A few days into my twenty-eighth year I saw a pair of spotted eagle owls. It was early morning and I was walking through a sandy riverbed with a teenage friend from the village and his dogs. We flushed the pair from their roost, but after a couple minutes of careful walking Jack pointed out one of them perched in perfect view: massive talons, yellow eyes, and pointed ear tufts. In Tanzania the bundi is an ominous creature in traditional folklore. One person I talked with expressed unease with their catlike appearance, and my teacher friend Madam Glory told me, laughing, that some claim they’re wizards. The owl territory is wild and beckoning and I return often for morning walks. Every time, I’ve seen the owls.

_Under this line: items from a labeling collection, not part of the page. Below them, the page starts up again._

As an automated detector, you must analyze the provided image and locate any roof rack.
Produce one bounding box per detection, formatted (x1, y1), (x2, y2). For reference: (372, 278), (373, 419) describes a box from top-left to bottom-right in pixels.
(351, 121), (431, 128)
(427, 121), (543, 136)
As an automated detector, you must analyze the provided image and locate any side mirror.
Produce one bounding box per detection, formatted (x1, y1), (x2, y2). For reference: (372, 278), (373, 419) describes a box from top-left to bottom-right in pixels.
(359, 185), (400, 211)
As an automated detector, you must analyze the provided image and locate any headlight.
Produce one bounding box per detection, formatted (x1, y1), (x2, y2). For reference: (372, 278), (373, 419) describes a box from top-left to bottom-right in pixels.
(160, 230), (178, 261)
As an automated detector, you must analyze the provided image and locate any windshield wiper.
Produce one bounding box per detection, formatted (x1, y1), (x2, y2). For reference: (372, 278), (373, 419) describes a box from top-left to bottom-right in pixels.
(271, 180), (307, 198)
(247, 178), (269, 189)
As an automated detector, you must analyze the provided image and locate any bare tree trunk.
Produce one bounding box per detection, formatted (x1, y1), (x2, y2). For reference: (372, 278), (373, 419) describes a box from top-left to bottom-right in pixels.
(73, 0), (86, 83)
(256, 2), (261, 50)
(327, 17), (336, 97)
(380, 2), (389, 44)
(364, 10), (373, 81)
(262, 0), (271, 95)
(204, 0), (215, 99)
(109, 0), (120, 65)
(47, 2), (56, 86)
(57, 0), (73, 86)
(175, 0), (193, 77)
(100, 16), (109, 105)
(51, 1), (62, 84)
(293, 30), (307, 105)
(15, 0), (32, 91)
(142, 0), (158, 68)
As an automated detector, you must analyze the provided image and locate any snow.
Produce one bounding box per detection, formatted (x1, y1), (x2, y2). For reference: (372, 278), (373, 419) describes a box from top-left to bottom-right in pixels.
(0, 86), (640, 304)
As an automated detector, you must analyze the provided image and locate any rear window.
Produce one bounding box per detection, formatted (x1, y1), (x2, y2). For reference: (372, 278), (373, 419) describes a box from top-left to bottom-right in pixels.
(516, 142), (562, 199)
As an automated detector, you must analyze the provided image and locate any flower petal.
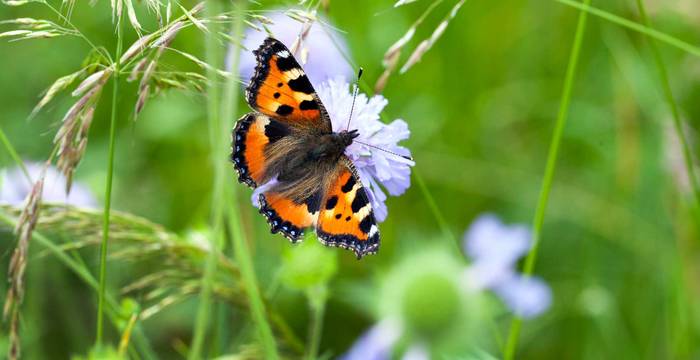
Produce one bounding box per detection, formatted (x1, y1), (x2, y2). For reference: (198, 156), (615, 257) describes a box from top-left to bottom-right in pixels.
(494, 276), (552, 318)
(464, 214), (530, 266)
(340, 320), (401, 360)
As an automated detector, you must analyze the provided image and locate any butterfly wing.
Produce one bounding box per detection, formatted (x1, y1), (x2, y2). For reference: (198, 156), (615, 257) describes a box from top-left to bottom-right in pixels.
(258, 190), (322, 242)
(246, 38), (331, 132)
(231, 113), (293, 188)
(316, 157), (379, 259)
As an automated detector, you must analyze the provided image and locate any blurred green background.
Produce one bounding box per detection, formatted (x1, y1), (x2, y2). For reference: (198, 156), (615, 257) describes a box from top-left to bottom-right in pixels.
(0, 0), (700, 359)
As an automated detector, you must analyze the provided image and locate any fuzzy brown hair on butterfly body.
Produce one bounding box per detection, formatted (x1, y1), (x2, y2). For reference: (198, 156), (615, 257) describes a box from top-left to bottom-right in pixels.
(231, 38), (379, 258)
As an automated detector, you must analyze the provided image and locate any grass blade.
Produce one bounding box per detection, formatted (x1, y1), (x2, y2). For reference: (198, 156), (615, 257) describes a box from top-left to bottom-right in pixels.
(95, 13), (122, 346)
(503, 0), (591, 360)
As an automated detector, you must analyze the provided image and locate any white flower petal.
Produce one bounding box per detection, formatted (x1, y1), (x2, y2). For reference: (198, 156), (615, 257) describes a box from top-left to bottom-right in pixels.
(0, 162), (97, 207)
(494, 276), (552, 318)
(340, 320), (401, 360)
(464, 214), (530, 266)
(235, 10), (355, 88)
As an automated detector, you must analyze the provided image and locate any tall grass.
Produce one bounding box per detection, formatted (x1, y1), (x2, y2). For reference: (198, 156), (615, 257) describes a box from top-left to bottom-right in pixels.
(189, 0), (279, 359)
(95, 13), (124, 346)
(503, 0), (591, 360)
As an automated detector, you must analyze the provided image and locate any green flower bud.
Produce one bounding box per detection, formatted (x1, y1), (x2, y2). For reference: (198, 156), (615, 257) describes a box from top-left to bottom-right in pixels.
(402, 272), (462, 337)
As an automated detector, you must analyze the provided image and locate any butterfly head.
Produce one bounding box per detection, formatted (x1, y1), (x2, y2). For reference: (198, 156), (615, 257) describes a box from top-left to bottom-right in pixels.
(338, 129), (360, 147)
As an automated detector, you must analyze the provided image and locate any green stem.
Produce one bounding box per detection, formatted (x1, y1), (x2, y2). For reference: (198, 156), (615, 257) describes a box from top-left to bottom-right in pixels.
(637, 0), (700, 208)
(0, 210), (155, 359)
(503, 0), (591, 360)
(554, 0), (700, 56)
(188, 0), (225, 354)
(0, 128), (33, 185)
(413, 168), (462, 253)
(223, 2), (279, 360)
(306, 285), (328, 360)
(95, 14), (123, 346)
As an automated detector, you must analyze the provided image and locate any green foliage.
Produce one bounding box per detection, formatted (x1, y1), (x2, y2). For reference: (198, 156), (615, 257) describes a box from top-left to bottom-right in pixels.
(0, 0), (700, 359)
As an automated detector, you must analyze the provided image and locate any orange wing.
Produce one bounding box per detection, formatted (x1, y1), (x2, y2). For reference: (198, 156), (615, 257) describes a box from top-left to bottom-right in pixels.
(316, 163), (379, 259)
(258, 191), (321, 243)
(231, 113), (290, 188)
(246, 38), (331, 131)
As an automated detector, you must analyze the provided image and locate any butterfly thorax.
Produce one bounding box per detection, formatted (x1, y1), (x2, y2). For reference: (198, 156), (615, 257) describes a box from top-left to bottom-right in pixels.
(308, 130), (359, 162)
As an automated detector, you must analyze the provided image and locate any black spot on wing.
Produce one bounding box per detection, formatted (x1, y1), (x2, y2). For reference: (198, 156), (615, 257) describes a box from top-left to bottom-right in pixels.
(350, 188), (369, 213)
(258, 194), (304, 243)
(287, 75), (314, 94)
(360, 211), (375, 234)
(277, 55), (300, 72)
(316, 229), (379, 260)
(326, 195), (338, 210)
(299, 100), (318, 110)
(275, 104), (294, 116)
(340, 174), (357, 193)
(231, 113), (257, 188)
(265, 119), (290, 144)
(304, 192), (322, 214)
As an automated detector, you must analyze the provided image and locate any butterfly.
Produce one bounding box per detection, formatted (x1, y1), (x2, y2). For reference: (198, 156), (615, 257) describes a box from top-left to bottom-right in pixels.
(231, 38), (379, 259)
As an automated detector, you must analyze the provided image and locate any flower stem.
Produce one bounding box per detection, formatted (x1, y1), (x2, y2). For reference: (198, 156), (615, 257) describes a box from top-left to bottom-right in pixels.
(637, 0), (700, 214)
(306, 284), (328, 360)
(503, 0), (591, 360)
(95, 13), (123, 346)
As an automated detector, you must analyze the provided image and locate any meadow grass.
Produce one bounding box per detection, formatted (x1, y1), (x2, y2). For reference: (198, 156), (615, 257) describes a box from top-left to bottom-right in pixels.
(0, 0), (700, 360)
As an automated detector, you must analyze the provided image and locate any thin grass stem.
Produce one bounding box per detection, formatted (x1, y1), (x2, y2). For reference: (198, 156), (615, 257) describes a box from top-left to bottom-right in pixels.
(223, 2), (279, 360)
(188, 0), (225, 354)
(503, 0), (591, 360)
(0, 210), (156, 359)
(0, 128), (33, 185)
(306, 284), (328, 360)
(637, 0), (700, 214)
(554, 0), (700, 56)
(95, 15), (123, 346)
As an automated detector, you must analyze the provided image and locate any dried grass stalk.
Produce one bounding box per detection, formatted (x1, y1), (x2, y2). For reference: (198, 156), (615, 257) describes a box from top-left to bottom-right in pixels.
(3, 162), (50, 359)
(399, 0), (465, 74)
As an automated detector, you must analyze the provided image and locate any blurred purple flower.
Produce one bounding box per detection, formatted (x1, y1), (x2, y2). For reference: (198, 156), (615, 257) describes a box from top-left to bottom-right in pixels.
(464, 214), (552, 318)
(239, 10), (354, 87)
(318, 78), (415, 221)
(0, 162), (97, 207)
(339, 320), (401, 360)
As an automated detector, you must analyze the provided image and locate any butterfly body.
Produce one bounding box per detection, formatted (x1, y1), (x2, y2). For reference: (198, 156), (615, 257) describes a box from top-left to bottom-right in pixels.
(231, 38), (379, 258)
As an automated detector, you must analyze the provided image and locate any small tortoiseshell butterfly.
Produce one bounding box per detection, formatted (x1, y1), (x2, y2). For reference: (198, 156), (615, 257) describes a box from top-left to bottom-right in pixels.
(231, 38), (379, 259)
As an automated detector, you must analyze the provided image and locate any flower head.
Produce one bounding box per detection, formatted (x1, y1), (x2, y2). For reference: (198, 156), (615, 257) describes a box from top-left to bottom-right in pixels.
(239, 10), (354, 86)
(318, 78), (414, 221)
(0, 162), (97, 207)
(464, 214), (552, 317)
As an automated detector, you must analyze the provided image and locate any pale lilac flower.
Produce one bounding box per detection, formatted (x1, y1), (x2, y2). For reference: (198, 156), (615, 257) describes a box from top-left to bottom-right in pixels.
(317, 78), (415, 221)
(0, 162), (97, 207)
(245, 78), (415, 222)
(464, 214), (552, 318)
(239, 10), (355, 87)
(339, 320), (401, 360)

During mid-term break in September I finally made it to Isimila Stone Age site with Rahma. We hiked around under the mid-day sun and marvelled over the weathered sandstone pillars, a landscape that reminded me of the Southwest U.S. Isimila is an archeological site where significant Stone Age tools were unearthed in the 1950s. I hadn’t imagined a place like this in East Africa, and Rahma was blown away—surprised she hadn’t been before. Tucked away just 25 kilometers from her home in Iringa Town, she was eager to return with her family and friends.

I finished off break with my first visit to Ruaha National Park, driving around with three Finns. The landscape was even dreamier than I had imagined and there was no shortage of elephants. A herd gathered and drank downstream from where we sat on the bank of the Ruaha River, calves in tow. We saw four sleepy lions (two males and two females), herds of greater kudu with elegantly spiralled horns, and a bat-eared fox.

A group of buffalo stared from the side of the road with flinty eyes, wet noses dripping with snot. A lone giraffe munched on red flowers. A pile of hippos lazed in an inky pool, and, in the middle, a calf propped up its little blocky head.

My near future holds biology review with my Form One students—and hopefully plenty more trips to Ruaha.